Following their violent swings in February and March (revised up to 189,546 units) housing starts were much less volatile in April. In fact a 4.1 percent monthly drop to a seasonally adjusted annualised rate of 181,814 units was broadly in line with market expectations.
The overall monthly decline reflected a 14.2 percent slide in urban multiples to 107,216 units, partially offset by an 11.4 percent jump in singles to 58,229 units. Regionally there were falls in the Prairies and Quebec and rises in Atlantic and British Columbia. Ontario was essentially flat.
Rural starts were estimated at 16,369 units, up from March's 12,397 unit rate.
Just yesterday March building permits recorded an 11.6 percent increase versus the end of last quarter, their first rise in three month.

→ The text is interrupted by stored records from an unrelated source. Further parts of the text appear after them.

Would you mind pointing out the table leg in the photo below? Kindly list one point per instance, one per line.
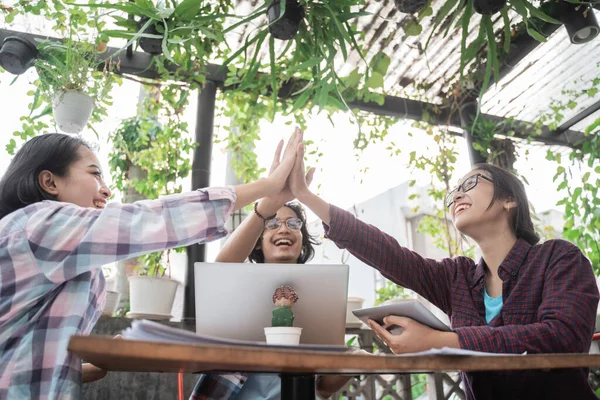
(297, 387)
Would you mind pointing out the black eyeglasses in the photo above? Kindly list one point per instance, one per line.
(293, 224)
(464, 187)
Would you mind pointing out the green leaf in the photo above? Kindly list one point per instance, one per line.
(273, 73)
(258, 13)
(520, 8)
(493, 51)
(343, 17)
(306, 65)
(507, 32)
(585, 177)
(425, 12)
(535, 34)
(302, 100)
(354, 78)
(465, 19)
(412, 28)
(188, 9)
(375, 81)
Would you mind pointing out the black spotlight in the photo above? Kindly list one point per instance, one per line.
(580, 22)
(17, 54)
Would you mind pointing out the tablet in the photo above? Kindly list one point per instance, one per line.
(409, 308)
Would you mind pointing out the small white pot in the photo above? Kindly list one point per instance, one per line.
(287, 335)
(151, 297)
(72, 110)
(353, 303)
(112, 301)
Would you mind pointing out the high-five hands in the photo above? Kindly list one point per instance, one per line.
(292, 162)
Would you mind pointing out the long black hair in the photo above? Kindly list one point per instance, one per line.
(308, 241)
(508, 186)
(20, 187)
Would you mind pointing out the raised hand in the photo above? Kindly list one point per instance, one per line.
(299, 180)
(280, 169)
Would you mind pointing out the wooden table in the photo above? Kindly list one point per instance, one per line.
(296, 367)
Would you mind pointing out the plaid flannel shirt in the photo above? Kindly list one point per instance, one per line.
(549, 293)
(51, 284)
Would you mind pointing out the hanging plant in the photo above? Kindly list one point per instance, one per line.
(325, 32)
(151, 38)
(285, 17)
(458, 14)
(186, 35)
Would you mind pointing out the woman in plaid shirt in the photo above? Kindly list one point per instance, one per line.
(520, 297)
(57, 230)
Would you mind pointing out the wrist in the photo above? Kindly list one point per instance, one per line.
(304, 195)
(267, 206)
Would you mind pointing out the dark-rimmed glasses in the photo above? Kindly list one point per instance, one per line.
(464, 187)
(293, 224)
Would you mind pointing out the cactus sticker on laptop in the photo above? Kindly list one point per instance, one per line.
(282, 330)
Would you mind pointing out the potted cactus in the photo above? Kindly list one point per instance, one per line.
(282, 331)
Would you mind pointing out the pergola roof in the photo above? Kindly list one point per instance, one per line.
(533, 75)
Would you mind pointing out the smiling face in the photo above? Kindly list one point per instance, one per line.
(471, 211)
(282, 245)
(82, 185)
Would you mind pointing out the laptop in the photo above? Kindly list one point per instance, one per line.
(235, 300)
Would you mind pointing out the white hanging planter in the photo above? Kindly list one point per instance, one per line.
(286, 335)
(151, 297)
(72, 110)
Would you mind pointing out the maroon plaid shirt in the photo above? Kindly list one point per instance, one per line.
(549, 294)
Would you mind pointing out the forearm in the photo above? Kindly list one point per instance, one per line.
(317, 205)
(242, 241)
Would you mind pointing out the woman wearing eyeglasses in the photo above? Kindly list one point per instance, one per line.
(521, 296)
(275, 232)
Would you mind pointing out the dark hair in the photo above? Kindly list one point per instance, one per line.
(508, 186)
(308, 241)
(19, 187)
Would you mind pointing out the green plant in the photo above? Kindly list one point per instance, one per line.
(188, 32)
(581, 201)
(70, 65)
(305, 67)
(158, 145)
(458, 14)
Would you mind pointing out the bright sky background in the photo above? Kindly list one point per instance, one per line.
(341, 176)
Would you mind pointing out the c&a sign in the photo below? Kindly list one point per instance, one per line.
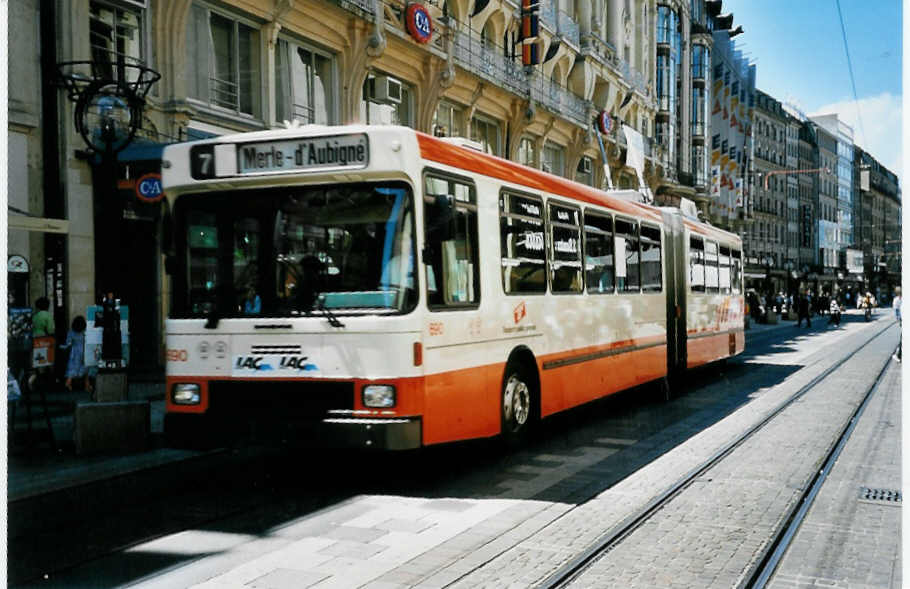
(419, 23)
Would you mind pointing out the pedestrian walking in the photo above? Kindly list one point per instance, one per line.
(75, 365)
(803, 311)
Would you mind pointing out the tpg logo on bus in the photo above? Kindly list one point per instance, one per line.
(304, 154)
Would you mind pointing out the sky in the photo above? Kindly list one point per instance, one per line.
(798, 50)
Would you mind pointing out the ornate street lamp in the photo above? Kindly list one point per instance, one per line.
(109, 100)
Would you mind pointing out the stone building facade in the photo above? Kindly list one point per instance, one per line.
(241, 65)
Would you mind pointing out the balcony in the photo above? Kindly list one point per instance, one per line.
(558, 100)
(603, 51)
(489, 63)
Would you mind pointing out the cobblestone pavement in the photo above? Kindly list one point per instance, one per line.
(508, 529)
(715, 530)
(851, 538)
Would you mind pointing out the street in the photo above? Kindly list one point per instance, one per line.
(471, 514)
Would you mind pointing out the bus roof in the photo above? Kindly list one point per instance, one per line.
(444, 151)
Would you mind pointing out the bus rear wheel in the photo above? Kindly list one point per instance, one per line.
(517, 400)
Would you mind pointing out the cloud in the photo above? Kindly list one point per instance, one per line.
(881, 131)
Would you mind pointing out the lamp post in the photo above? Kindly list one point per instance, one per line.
(109, 101)
(768, 262)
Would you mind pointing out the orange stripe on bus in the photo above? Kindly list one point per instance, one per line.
(442, 152)
(711, 348)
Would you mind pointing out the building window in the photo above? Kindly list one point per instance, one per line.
(553, 159)
(116, 38)
(627, 256)
(303, 78)
(565, 249)
(447, 120)
(527, 152)
(386, 101)
(585, 171)
(486, 132)
(524, 258)
(599, 267)
(222, 61)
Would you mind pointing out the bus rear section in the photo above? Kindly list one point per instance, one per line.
(301, 383)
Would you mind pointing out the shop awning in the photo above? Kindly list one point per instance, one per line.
(43, 224)
(141, 150)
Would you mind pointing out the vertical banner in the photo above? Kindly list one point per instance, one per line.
(635, 157)
(715, 181)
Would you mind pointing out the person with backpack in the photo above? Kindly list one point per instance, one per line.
(834, 312)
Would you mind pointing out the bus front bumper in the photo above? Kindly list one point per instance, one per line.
(187, 430)
(379, 434)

Taken together with the relative stability of starts last month, the signs are that the downward trend in housing market activity may be beginning to slow.
Housing starts is the annualized number of new residential buildings that began construction during the previous month.

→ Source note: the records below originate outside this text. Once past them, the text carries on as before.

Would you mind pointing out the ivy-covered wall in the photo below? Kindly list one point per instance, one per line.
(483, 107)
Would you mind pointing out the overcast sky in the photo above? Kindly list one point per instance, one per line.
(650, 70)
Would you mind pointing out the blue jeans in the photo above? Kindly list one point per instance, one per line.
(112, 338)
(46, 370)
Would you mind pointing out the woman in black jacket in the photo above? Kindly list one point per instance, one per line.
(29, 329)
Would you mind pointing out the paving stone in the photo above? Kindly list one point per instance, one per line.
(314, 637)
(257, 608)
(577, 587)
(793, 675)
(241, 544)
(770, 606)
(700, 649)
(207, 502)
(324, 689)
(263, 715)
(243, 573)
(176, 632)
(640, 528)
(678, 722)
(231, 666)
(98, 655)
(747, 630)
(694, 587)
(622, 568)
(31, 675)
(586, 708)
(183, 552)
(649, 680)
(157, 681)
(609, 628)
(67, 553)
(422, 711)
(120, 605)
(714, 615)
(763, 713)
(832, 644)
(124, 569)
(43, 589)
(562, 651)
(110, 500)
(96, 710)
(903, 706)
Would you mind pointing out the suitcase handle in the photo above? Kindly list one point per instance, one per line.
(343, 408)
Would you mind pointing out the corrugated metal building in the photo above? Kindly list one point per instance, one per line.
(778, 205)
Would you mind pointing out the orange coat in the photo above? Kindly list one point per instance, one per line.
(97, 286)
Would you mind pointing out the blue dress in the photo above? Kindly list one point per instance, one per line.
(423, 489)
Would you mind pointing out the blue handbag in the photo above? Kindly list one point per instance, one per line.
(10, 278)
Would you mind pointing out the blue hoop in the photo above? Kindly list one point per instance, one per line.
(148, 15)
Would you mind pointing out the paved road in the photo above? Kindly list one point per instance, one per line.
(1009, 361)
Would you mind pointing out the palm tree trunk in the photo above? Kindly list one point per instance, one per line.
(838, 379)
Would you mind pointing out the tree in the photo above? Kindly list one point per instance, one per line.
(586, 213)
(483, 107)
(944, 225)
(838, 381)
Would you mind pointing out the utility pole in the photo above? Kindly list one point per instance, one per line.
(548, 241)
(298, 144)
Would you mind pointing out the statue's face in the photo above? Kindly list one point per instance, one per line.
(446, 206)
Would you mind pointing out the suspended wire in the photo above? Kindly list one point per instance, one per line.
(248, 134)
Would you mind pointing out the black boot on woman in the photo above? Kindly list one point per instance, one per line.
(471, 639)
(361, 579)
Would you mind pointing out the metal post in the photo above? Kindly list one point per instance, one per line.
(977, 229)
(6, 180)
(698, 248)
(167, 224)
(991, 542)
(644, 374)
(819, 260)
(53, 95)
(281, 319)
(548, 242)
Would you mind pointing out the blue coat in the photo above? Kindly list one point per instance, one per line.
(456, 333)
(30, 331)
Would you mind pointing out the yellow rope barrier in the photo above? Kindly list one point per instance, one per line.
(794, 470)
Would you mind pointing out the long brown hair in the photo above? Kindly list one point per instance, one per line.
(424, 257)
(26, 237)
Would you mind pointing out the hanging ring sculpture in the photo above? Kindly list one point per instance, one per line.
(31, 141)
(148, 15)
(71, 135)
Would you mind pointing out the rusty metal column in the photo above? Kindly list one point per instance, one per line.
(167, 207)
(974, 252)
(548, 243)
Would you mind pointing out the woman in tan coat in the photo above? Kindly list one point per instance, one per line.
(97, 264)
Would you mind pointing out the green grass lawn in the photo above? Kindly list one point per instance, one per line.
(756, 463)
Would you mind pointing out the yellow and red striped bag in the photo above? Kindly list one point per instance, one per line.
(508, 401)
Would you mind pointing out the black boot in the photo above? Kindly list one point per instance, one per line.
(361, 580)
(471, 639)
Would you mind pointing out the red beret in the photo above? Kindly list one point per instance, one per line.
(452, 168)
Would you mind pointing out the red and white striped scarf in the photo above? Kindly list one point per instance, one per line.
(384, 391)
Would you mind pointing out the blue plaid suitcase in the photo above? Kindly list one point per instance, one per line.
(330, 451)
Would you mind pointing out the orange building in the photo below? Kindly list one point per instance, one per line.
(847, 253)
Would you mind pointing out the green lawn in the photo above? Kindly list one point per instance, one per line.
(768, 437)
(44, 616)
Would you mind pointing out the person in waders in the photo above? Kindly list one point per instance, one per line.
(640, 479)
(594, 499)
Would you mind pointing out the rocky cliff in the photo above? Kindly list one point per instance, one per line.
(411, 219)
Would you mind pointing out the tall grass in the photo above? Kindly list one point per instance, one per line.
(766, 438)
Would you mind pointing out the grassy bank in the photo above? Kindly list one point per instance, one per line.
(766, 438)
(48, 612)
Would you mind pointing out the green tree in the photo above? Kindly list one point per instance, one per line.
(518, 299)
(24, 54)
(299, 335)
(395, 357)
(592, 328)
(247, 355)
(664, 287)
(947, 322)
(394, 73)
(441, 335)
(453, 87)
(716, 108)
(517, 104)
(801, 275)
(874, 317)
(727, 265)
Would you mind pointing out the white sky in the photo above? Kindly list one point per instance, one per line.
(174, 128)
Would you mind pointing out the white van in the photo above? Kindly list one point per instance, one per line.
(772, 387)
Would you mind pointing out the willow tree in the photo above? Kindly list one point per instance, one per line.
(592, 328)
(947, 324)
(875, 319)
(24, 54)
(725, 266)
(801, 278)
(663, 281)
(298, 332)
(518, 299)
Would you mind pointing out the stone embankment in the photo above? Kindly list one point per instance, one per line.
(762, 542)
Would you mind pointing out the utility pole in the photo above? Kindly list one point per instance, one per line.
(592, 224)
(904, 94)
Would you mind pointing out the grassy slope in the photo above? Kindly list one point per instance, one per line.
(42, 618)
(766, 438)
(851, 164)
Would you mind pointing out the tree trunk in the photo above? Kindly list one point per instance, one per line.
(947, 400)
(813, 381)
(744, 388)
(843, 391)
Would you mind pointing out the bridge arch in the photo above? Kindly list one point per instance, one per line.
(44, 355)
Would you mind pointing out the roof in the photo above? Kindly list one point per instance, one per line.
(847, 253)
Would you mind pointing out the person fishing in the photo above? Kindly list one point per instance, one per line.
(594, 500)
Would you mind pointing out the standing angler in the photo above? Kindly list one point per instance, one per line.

Housing starts are a leading indicator of economic health because building construction produces a wide-reaching ripple effect. This narrow piece of data has a powerful multiplier effect through the economy, and therefore across the markets and your investments. Home builders usually don't start a house unless they are fairly confident it will sell upon or before its completion. Changes in the rate of housing starts tell us a lot about demand for homes and the outlook for the construction industry. Furthermore, each time a new home is started, construction employment rises, and income will be pumped back into the economy.

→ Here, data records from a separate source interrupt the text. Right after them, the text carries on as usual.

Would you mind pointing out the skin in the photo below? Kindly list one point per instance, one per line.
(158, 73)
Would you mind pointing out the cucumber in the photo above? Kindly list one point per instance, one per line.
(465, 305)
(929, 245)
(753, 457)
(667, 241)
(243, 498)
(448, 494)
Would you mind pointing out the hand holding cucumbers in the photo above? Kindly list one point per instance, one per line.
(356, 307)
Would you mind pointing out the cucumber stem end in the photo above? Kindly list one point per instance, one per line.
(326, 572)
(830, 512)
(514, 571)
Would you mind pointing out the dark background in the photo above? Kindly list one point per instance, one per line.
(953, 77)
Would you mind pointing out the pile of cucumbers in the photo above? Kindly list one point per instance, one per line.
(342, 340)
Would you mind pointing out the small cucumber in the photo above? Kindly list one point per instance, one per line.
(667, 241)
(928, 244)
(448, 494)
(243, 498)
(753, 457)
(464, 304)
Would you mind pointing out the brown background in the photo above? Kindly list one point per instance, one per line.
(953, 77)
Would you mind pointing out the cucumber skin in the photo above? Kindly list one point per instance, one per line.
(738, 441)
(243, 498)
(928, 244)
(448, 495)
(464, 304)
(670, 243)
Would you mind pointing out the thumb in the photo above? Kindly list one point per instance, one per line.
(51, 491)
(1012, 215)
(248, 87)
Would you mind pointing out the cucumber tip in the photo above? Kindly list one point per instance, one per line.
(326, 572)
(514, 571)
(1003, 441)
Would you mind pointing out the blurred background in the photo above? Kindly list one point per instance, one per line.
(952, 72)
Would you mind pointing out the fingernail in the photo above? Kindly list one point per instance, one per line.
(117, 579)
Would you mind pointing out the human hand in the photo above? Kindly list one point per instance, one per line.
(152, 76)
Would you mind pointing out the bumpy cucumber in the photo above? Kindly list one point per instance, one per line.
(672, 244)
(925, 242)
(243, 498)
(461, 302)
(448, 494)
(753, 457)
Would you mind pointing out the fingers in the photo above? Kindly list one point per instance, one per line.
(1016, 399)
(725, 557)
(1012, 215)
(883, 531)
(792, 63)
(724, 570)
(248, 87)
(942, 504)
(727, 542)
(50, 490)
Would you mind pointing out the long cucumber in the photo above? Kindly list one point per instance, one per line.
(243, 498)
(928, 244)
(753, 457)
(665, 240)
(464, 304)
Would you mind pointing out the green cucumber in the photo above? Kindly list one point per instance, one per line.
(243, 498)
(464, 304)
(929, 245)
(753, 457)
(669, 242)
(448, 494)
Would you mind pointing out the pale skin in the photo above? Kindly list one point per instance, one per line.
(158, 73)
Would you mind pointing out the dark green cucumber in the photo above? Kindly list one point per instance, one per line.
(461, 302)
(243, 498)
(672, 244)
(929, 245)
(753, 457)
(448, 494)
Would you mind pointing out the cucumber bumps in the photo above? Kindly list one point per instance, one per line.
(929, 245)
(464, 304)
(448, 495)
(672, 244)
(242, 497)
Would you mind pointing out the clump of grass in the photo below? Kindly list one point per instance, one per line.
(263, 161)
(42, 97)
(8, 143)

Once the home is sold, it generates revenues for the home builder and a myriad of consumption opportunities for the buyer. Refrigerators, washers and dryers, furniture, and landscaping are just a few things new home buyers might spend money on, so the economic "ripple effect" can be substantial. Since the economic backdrop is the most pervasive influence on financial markets, housing starts have a direct bearing on stocks, bonds and commodities. In a more specific sense, trends in the housing starts data carry valuable clues for the stocks of home builders, mortgage lenders, and home furnishings companies. Commodity prices such as lumber are also very sensitive to housing industry trends.